The bulk of South African exports fall within stagnating world product markets, although we have seen some restructuring towards markets which are expanding internationally. There is therefore a need not only for export diversification in terms of destination, but also in terms of product.

Recent trade talks at Doha showed a remarkable resistance to reverting back to protectionism, unlike so often in the past when global economic conditions are deteriorating. The new round of multilateral negotiations starting in January 2002, is an opportunity to diversify exports of developing countries while simultaneously gaining market access.

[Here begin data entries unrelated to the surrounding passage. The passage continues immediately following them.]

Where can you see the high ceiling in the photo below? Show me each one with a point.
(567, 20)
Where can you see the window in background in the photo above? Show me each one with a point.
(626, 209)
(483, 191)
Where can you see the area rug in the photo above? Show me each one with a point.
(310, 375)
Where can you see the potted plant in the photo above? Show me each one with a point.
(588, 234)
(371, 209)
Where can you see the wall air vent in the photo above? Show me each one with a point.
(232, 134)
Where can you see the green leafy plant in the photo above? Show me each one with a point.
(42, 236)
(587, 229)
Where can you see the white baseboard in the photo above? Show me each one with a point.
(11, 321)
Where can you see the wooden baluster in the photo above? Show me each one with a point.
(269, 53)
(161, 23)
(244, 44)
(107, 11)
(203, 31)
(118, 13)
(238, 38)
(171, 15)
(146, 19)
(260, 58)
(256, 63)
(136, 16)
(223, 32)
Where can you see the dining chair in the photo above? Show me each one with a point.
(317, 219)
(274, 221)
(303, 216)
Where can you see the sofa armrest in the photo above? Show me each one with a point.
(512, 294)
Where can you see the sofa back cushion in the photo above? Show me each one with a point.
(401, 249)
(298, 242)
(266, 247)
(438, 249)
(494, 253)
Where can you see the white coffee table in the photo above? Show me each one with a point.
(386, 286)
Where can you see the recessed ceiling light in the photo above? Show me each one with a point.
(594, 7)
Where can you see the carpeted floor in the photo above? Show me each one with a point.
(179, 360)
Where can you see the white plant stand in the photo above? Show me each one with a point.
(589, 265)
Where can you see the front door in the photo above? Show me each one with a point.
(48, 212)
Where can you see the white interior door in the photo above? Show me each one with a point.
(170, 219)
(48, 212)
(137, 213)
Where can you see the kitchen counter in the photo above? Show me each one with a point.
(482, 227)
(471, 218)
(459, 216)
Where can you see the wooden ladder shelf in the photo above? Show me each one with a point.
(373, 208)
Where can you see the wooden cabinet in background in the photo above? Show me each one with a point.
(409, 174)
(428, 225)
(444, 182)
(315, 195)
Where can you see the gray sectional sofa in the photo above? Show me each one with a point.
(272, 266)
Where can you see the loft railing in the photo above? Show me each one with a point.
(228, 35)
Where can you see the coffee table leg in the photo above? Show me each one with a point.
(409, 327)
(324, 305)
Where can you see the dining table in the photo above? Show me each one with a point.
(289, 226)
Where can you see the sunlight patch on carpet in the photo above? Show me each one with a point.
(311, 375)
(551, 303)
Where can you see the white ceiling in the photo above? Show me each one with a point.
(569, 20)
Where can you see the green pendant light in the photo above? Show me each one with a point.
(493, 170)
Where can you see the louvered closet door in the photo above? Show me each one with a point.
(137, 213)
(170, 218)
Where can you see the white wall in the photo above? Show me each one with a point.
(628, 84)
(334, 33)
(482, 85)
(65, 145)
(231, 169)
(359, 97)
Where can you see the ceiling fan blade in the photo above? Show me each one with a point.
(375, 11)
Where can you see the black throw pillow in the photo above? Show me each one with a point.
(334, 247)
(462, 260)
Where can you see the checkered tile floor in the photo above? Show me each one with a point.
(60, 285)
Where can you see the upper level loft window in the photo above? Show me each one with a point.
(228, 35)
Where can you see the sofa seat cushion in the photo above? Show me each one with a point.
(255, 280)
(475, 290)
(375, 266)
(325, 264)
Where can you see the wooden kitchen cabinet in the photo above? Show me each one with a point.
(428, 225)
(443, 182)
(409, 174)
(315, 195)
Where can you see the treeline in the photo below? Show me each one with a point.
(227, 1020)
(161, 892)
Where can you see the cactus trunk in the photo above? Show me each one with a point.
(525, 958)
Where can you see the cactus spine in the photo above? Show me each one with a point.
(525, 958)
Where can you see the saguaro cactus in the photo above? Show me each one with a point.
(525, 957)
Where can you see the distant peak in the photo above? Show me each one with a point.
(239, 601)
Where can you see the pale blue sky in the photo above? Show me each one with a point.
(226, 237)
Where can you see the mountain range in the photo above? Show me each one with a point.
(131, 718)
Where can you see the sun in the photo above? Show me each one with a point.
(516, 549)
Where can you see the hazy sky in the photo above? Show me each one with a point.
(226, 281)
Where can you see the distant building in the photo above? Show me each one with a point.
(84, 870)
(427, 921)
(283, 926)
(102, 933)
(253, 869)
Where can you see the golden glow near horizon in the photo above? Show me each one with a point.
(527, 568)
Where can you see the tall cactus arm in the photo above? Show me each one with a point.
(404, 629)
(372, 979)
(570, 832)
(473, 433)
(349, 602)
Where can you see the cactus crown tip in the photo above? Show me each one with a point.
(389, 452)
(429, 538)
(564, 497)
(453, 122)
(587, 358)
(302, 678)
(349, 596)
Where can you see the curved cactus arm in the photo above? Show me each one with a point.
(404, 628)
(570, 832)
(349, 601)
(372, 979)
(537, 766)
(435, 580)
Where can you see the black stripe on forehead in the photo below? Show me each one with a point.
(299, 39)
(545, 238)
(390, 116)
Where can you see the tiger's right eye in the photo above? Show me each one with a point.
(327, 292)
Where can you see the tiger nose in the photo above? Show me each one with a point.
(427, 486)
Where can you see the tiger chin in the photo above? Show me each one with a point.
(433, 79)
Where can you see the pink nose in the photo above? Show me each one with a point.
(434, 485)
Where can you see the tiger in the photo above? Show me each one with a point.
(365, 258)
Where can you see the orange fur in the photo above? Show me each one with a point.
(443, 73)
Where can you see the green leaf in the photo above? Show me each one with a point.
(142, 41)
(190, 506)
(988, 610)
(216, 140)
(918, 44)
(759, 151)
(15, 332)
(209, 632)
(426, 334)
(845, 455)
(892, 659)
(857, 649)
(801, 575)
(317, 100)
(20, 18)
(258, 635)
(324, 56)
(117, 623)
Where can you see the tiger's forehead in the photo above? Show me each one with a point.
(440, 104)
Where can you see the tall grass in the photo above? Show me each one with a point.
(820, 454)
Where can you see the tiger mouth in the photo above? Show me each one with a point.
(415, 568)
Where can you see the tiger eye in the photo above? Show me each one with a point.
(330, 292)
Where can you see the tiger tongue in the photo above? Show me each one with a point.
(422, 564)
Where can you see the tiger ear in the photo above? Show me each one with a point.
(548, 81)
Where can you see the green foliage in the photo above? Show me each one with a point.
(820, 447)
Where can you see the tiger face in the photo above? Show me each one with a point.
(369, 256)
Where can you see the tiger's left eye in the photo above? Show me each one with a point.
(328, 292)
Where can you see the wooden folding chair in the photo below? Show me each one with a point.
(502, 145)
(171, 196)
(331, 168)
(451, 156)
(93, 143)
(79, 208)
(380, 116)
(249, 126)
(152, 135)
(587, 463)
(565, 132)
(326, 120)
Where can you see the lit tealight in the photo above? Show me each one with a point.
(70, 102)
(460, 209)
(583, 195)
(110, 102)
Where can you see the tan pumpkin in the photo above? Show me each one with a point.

All is not doom and gloom; estimates are that the global economy will begin to recover in mid–2002. Factors such as the current slack in monetary policy globally (lower interest rates on durable goods), rapid technological developments, high depreciation rates of investment goods (shortening the investment cycle), and just-in-time production systems (lower inventory ratios have reduced the structural importance of inventory cycles), and rapid inventory liquidation will together make for a relatively rapid rebound after the current downturn. As a result global trade growth is expected to accelerate moderately in 2002 to 4%, and then gain substantial momentum in 2003 to exceed 10%.

In light of the above, it is imperative that Southern African exporters are ready to take advantage of market opportunities when global import demand recovers. This requires increased progress with current export strategy—ie improving technology, better export incentives to SMMEs, building infrastructure, reducing red-tape in custom procedures, and marketing ourselves globally.